Certaines interprétations sont toutefois imprégnées de préjugés et de stéréotypes de la part des anthropologues. Les traumatismes et blessures, par exemple, seront souvent considérés comme des blessures de guerre ou de chasse sur les squelettes masculins. Quand ceux retrouvés sur les squelettes de femmes sont vus comme le résultat de violence domestique. Or, la participation des femmes à la guerre est aujourd’hui avérée dans certaines régions et à certaines époques.

Genrer les objets et ses travers

Laura Mary rappelle néanmoins que l’étude des squelettes n’est pas automatique, faute de moyens : « L’Agence Wallonne du Patrimoine ne compte pas d’anthropologue dans son équipe. Ni l’ASBL pour laquelle je travaille. Ce n’est donc pas systématique ». C’est alors souvent l’étude d’objets qui sert à estimer l’identité de genre des individus. Ce qui peut amener son lot de travers si l’on projette à ces objets des normes culturelles, comme associer les bijoux aux femmes et les armes aux hommes. Aussi, quand le sexe et la culture matérielle entrent en « conflit », les stéréotypes tendent à ressurgir.

« J’ai participé à l’étude du cimetière de Grez-Doiceau (Brabant wallon) qui est fouillé depuis 2002. Deux tombes montraient des contradictions entre le sexe et la culture matérielle (avec des armes et des bijoux). Ce qui laissait perplexes les archéologues. Il y a donc encore du boulot », témoigne Laura Mary.

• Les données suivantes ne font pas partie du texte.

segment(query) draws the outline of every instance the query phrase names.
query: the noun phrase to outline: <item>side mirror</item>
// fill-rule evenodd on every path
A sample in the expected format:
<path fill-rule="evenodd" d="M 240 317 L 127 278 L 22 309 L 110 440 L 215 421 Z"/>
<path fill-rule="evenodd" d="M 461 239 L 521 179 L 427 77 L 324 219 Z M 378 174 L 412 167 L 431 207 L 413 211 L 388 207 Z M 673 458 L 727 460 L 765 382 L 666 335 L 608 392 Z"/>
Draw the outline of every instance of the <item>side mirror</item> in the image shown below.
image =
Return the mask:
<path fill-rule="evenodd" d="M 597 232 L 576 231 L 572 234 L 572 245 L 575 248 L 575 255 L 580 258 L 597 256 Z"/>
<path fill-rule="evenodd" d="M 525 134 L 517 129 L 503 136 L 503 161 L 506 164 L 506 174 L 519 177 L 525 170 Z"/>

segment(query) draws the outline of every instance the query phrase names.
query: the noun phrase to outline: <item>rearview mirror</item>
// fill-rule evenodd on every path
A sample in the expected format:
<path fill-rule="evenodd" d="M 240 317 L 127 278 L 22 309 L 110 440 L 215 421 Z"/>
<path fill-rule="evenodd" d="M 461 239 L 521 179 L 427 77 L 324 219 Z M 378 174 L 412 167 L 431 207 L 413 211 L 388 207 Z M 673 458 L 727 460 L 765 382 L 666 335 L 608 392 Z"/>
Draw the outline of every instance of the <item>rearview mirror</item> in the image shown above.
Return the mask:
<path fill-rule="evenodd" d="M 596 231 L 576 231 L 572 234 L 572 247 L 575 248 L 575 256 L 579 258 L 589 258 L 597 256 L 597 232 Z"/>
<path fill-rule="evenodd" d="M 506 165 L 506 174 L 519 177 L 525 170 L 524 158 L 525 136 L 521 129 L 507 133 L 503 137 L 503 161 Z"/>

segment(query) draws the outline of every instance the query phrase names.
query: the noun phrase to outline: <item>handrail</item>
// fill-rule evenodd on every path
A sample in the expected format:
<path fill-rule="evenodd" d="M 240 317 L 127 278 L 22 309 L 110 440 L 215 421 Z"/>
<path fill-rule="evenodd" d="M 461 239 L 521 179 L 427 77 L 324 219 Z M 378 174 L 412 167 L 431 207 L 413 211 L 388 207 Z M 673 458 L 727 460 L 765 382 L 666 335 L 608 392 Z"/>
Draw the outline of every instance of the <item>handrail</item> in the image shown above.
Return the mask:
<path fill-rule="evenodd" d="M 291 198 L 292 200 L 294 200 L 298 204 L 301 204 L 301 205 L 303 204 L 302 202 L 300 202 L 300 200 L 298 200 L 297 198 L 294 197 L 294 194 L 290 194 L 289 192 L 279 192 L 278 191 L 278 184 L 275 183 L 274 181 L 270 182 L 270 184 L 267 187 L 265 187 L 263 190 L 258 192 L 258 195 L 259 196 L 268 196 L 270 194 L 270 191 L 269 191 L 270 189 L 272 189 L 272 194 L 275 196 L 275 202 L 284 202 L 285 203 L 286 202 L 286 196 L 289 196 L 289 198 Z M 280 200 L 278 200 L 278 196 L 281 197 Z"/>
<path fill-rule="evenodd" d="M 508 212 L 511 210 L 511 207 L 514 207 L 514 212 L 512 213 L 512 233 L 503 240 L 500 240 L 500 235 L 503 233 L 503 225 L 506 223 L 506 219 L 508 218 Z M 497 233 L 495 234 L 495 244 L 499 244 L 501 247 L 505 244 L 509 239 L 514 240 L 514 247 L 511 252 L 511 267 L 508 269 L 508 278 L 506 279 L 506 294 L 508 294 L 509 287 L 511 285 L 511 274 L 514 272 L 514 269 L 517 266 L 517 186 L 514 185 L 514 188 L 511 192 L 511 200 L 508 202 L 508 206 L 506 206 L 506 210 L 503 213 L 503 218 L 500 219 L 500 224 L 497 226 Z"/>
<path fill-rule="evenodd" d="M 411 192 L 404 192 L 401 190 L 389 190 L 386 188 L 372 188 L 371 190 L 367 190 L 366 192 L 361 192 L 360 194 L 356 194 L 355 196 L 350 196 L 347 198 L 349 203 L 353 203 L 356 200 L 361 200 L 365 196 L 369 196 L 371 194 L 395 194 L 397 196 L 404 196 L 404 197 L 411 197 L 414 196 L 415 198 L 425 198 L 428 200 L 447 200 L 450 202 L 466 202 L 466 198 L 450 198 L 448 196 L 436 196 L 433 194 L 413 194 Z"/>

L’ouvrage revient aussi sur le cas de la tombe de Birka (Suède), découverte en 1878. Un squelette du 10ᵉ siècle y est retrouvé avec une panoplie d’armes (épée, hache, lances, flèches, couteau de combat, boucliers), deux dépouilles de chevaux, ainsi qu’un jeu de stratégie. Il n’est émis aucun doute sur le fait que l’individu est un chef guerrier de haut rang. Jusqu’à ce qu’une analyse ADN révèle en 2017 que la dépouille est une femme.

Une science militante ?

Pour autant, comme l’indiquent les autrices, si des cas de guerrières sont aujourd’hui (re)connus dans certaines sociétés anciennes, cela ne signifie pas que la défunte de Birka en était une : « La prudence invite, en l’absence d’éléments significatifs (traces de traumatismes liés aux combats sur le squelette), à qualifier cette tombe de « sépulture avec armes » plutôt que de tomber dans le sensationnalisme de l’étiquette médiatique « guerrière viking ». Il convient donc de ne pas généraliser le cas de cette tombe à l’ensemble de la société viking sans une étude approfondie des autres sépultures de ce type. »

Encore parfois taxée de militantisme, l’archéologie du genre ne vise pourtant pas à mettre à tout prix au jour une égalité entre hommes et femmes du passé. Ou encore à mettre particulièrement en avant les femmes. Mais bien d’appréhender le matériel ancien ou l’étude d’un nouveau matériel archéologique de la manière la plus neutre possible. En gardant à l’esprit que le genre est un concept qui varie dans l’espace et dans le temps.